Last straw - where the sight of two shelves made from i) grubby white mdf and ii) dirty cream painted mdf adorning the newly painted alcove in my beautifully redecorated sitting room is enough to induce pacing, sitting, more pacing, increasingly tearful (and higher pitched) explanations of how far short this effort fell of my expectations (ship/ha'peth of tar sort of thing) and finally total sobbing meltdown. Got me new wooden shelves sharpish though :-)
And if you thought that was bad - on Sunday I stood on a baby.

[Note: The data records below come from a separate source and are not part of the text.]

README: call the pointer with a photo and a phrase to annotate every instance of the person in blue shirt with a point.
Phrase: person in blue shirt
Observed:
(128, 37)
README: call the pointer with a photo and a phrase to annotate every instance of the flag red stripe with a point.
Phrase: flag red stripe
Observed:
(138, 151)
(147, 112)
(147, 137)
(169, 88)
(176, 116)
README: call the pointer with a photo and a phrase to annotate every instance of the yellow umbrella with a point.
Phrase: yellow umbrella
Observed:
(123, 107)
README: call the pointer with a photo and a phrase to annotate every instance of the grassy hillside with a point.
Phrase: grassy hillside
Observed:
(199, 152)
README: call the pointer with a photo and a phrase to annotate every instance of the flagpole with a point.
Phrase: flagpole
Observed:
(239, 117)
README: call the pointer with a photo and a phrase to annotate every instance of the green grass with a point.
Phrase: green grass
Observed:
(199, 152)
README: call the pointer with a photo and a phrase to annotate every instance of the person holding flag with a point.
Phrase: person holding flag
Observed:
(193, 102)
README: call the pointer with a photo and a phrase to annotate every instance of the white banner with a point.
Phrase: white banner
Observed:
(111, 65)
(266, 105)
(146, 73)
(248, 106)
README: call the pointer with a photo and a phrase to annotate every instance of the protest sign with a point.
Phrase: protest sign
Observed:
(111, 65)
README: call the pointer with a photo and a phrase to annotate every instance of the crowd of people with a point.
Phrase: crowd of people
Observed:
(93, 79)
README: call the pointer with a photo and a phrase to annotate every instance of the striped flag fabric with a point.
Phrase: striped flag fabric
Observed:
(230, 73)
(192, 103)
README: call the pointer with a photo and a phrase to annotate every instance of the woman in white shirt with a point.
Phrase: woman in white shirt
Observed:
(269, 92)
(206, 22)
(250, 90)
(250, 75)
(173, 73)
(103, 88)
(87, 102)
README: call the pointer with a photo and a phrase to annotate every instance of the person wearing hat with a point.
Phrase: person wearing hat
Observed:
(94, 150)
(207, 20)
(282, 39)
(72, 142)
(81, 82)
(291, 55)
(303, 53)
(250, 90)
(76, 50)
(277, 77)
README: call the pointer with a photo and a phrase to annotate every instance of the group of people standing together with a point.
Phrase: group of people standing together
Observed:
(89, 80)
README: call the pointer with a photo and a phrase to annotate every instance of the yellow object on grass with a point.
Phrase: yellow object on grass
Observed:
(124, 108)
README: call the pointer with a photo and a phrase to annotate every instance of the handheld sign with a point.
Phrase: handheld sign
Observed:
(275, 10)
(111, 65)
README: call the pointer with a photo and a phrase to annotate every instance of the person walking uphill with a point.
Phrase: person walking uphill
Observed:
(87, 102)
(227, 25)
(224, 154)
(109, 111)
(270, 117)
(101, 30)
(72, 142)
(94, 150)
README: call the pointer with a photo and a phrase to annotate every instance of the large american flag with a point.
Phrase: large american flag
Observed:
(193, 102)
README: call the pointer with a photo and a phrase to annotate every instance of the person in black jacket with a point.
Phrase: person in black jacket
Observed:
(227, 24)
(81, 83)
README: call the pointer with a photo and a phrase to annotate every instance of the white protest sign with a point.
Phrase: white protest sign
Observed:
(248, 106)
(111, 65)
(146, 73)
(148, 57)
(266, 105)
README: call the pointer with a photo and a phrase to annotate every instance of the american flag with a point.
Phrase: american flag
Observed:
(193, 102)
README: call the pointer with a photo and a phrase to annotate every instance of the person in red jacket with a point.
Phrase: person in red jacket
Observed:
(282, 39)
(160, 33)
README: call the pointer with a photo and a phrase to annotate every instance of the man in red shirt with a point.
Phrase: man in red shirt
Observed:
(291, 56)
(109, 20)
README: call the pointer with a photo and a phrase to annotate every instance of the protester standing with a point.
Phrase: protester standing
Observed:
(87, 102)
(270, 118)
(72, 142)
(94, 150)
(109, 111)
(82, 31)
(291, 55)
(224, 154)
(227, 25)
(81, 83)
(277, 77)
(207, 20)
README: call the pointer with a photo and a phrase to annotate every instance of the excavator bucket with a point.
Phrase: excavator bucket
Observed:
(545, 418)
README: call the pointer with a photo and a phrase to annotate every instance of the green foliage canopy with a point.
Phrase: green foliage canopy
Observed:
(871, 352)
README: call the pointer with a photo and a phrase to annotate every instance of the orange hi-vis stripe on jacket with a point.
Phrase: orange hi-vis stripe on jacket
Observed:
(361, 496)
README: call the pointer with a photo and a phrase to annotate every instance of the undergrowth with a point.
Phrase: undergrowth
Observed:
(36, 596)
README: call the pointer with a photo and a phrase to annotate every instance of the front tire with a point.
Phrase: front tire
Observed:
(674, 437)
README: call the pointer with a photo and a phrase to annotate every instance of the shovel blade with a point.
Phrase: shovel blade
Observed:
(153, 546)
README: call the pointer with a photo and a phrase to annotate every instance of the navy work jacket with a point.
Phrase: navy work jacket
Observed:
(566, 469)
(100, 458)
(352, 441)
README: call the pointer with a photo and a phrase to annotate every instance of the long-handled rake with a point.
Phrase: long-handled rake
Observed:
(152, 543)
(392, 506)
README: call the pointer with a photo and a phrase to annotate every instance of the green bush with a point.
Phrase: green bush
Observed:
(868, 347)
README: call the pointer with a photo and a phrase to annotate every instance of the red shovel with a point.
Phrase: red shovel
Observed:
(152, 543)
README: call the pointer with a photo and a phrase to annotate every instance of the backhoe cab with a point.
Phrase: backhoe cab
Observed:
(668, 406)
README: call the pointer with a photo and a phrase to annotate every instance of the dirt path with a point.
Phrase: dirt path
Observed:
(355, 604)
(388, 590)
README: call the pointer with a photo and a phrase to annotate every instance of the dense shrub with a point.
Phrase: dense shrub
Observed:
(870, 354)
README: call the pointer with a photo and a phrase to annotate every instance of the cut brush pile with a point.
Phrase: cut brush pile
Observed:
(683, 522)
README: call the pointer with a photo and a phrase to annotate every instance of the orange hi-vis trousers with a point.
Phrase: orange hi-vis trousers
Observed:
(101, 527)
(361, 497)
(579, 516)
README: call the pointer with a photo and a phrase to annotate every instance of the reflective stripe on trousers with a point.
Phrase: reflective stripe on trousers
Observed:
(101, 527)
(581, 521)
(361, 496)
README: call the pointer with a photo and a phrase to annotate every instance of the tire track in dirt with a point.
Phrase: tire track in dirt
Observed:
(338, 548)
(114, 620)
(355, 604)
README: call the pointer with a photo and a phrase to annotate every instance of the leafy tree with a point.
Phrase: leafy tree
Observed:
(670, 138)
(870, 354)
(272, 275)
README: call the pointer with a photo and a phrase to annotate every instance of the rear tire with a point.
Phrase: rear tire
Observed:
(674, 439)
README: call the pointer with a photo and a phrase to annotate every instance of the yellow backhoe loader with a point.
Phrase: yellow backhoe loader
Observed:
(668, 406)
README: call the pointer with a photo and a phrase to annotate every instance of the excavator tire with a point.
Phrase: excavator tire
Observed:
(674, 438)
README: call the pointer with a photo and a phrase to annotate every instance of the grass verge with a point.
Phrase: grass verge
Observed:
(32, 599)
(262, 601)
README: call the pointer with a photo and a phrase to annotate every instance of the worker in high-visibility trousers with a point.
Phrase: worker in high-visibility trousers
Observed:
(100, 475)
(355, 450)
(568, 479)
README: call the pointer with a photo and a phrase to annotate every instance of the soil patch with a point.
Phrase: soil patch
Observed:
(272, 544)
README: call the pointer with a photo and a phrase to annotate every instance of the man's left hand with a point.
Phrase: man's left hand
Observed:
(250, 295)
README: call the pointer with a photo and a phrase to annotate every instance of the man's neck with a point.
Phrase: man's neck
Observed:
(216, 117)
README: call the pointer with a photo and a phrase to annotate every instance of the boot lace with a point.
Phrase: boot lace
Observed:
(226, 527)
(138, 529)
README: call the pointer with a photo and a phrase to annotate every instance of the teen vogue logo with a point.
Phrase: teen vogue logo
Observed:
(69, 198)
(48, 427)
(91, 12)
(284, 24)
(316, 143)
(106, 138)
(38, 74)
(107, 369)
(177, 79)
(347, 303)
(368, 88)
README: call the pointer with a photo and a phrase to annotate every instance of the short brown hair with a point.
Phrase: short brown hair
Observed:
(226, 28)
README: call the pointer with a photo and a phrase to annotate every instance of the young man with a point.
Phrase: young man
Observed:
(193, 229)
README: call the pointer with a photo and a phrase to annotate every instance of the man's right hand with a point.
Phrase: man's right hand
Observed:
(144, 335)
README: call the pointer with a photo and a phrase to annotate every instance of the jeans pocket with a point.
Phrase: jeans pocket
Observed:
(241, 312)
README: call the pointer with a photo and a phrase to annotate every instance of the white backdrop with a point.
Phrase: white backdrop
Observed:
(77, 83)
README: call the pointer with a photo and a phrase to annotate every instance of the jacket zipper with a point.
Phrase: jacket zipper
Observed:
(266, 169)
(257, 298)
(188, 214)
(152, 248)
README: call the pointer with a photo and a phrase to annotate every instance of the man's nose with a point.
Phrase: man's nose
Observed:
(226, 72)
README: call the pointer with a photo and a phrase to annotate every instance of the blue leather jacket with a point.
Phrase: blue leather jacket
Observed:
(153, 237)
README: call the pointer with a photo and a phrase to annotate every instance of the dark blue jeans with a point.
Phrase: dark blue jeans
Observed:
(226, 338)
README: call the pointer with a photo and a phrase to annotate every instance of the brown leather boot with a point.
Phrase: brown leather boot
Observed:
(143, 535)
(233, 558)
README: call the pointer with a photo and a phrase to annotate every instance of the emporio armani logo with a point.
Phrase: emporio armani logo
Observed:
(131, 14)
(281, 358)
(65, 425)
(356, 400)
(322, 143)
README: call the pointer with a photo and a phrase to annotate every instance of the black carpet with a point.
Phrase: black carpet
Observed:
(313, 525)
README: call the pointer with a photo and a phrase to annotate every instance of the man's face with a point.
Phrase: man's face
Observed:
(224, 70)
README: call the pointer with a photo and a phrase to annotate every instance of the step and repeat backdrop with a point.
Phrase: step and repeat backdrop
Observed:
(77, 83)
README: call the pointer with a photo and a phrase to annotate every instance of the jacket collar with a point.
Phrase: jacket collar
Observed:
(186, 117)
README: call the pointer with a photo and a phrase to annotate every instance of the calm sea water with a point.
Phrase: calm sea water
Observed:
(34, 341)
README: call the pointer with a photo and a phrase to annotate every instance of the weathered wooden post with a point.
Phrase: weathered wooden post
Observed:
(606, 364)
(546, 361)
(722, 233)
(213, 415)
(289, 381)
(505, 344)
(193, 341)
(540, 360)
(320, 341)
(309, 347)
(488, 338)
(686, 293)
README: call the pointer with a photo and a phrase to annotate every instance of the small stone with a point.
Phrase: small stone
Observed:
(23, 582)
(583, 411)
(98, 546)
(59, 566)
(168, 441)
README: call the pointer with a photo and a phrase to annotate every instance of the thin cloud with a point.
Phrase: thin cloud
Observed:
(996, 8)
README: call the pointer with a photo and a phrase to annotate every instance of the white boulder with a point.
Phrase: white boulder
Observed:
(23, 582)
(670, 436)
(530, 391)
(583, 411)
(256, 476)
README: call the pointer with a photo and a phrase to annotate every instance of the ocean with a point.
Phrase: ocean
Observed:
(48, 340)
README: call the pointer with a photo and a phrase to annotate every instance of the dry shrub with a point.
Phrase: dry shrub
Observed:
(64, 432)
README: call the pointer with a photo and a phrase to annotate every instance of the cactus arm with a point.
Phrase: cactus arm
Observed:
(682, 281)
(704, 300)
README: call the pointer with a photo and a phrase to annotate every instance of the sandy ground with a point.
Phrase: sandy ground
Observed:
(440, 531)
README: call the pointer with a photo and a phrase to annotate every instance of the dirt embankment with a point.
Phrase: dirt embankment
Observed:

Daughter and I were walking through a restaurant door at 8 o'clock at night and as I crossed the threshold I stood on something lumpy, took another step, looked back and it was a baby that some idiot mother sitting on the far side of the room had let crawl about on the floor! Still don't know which bit I stood on but I don't think s/he was badly hurt. Imagine if I'd been a 17 stone rugby player or a waiter with a sizzling dish?!

2 comments:

dmarks said...

You may possibly have saved the baby's life. I think he/she was about to slip out the door, and into the outside word. Busy sidewalks, parking lots, streets. Didn't happen, did it? Thanks to you.

Shame on the mother.

Dame Honoria Glossop said...

Hope everything is sorted now, I'm still working on my cupboards:(

Fancy letting an ankle-biter loose in a restaurant, I think it would have squealed if you'd hurt it.